Me, has no idea what that means: That’s great. All my suits at home are rigid by the way. Rock hard.
I’m exhausted from imagining a clean house all day.
The first thing to do today is find out where I parked the car and then try to remember why I’m still in it
When I die, throw me on Mt. Everest so it looks like I was trying to do something.
I did errands without my phone and it took 6 days, 17 hours and 59 minutes less time.
2019: no carbs
2020: eats a loaf of Wonder Bread out of the bag like it’s popcorn at the movies
Zoology should be spelled zooology but science isnt ready for that conversation yet
INTERVIEWER: Your greatest weakness?
ME: I’m told my laugh is sinister.
INTERVIEWER: Lol. That can’t be true.
ME: Mwahahaha. I know, right.
If you don’t know the right way to bend your knees and lower yourself for exercise purposes then you don’t know squat.
PROSECUTOR: Well, if you and your bandmates truly AREN’T responsible for the arson – as you claim – then I’m sure you wouldn’t mind revealing to the jury just which parties, locations, or world events you think ARE responsible?
*Billy Joel takes a deep breath*
Sometimes I buy enormous pants and take a picture of myself holding them up just to feel like I lost a ton of weight.
WIFE: Don’t embarrass me in front of my boss, he’s colorblind
ME: Duh
[later at party]
ME: [to boss] So when did you learn Colorbraille?
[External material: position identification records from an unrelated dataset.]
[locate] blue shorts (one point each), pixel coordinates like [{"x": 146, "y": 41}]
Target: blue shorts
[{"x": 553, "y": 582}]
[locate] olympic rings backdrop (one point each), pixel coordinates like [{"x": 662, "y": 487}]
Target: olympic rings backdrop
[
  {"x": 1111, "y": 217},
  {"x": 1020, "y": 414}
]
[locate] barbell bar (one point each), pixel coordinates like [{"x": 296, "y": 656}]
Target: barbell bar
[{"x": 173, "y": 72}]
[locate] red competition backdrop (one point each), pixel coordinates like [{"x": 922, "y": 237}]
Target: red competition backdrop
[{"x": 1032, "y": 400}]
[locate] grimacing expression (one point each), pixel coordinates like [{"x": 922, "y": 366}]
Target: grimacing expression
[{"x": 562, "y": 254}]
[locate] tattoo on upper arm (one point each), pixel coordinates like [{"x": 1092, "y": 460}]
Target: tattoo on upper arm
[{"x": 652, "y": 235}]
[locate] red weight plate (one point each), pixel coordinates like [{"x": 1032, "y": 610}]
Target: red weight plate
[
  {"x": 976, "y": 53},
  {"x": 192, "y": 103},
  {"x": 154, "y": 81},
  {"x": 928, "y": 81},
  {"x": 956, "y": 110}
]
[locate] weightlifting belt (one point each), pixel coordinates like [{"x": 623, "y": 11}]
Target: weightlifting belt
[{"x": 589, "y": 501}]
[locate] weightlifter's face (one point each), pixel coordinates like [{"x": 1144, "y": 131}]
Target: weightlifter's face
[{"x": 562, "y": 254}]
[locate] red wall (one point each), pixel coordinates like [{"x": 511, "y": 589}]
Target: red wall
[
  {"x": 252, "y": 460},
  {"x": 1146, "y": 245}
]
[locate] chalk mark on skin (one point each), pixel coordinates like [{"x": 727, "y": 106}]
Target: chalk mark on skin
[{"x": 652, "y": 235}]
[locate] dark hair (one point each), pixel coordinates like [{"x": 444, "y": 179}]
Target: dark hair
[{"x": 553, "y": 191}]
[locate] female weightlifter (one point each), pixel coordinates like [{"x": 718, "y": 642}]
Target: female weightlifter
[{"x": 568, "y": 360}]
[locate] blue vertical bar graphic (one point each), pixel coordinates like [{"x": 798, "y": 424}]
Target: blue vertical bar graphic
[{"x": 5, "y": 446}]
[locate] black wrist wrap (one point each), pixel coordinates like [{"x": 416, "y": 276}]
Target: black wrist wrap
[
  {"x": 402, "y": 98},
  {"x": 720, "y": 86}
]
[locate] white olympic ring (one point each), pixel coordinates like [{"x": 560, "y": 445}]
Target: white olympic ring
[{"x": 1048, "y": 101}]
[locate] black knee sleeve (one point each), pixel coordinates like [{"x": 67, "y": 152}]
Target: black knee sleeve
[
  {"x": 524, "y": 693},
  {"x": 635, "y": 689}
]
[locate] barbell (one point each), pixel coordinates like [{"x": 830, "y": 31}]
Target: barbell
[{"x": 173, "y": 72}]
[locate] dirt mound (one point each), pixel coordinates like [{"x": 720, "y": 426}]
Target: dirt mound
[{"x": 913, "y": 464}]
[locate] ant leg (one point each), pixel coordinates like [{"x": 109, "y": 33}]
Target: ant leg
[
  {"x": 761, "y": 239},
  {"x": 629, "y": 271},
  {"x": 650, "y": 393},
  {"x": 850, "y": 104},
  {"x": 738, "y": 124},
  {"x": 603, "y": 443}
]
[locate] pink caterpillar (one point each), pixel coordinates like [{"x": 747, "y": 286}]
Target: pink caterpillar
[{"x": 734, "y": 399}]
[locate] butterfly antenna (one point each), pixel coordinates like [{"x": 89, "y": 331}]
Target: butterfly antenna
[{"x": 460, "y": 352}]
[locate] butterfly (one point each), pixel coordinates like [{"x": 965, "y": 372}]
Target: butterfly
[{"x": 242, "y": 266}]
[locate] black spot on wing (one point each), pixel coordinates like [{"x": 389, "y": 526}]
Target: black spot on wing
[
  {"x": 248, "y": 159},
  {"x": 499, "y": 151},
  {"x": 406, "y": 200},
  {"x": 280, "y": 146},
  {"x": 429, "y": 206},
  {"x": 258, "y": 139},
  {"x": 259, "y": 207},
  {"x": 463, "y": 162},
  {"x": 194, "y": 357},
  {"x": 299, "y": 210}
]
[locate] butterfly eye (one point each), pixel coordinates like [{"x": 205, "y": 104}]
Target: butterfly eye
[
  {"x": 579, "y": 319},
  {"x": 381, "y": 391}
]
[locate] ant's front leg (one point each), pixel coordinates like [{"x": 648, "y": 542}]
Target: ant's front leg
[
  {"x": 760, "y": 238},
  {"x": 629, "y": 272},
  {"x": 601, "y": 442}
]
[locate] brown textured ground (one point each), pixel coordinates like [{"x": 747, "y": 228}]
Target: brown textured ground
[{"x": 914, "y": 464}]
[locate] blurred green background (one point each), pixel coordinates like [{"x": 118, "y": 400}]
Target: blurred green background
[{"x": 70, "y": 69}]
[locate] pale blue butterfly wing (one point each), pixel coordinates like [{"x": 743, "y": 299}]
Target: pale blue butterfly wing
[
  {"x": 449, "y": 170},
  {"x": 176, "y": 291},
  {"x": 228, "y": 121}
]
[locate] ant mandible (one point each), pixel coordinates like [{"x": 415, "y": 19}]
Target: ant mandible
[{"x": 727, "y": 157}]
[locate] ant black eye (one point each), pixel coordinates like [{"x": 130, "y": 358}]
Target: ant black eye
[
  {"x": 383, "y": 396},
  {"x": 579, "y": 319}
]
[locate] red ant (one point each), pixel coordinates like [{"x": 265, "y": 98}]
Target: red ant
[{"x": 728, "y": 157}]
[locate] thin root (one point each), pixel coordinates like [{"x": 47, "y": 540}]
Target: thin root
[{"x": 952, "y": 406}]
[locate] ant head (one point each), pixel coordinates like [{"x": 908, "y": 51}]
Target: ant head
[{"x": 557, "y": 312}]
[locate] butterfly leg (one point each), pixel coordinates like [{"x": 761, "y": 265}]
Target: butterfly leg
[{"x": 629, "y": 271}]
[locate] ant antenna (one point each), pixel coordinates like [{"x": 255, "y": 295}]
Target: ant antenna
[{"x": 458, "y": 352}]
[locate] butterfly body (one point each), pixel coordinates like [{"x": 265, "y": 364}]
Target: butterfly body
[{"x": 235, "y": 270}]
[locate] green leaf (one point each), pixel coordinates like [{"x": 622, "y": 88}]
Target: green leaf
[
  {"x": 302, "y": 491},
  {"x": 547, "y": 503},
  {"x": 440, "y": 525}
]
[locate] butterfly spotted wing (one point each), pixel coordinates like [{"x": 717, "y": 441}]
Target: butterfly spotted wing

At my funeral there will be cake so people aren’t disappointed like me at this cake-less funeral
flight attendant: sir, are you raising your hand
me: how do i access the wifi
fa: im doing safety announcements
me: is that lowercase
Start replying with “In this economy!?” anytime anyone asks you to do anything. It’s legit.
toast doesn’t talk how do you know it’s french
I am all good here, 😂😉
[first day as a vet]
Me: ma’am I’m afraid your horse has some of the worst cancer I’ve ever seen
Her: um this is a camel
Me: a what now??
My weight loss plan is going so disastrously I’m giving serious consideration to getting a cannibal involved.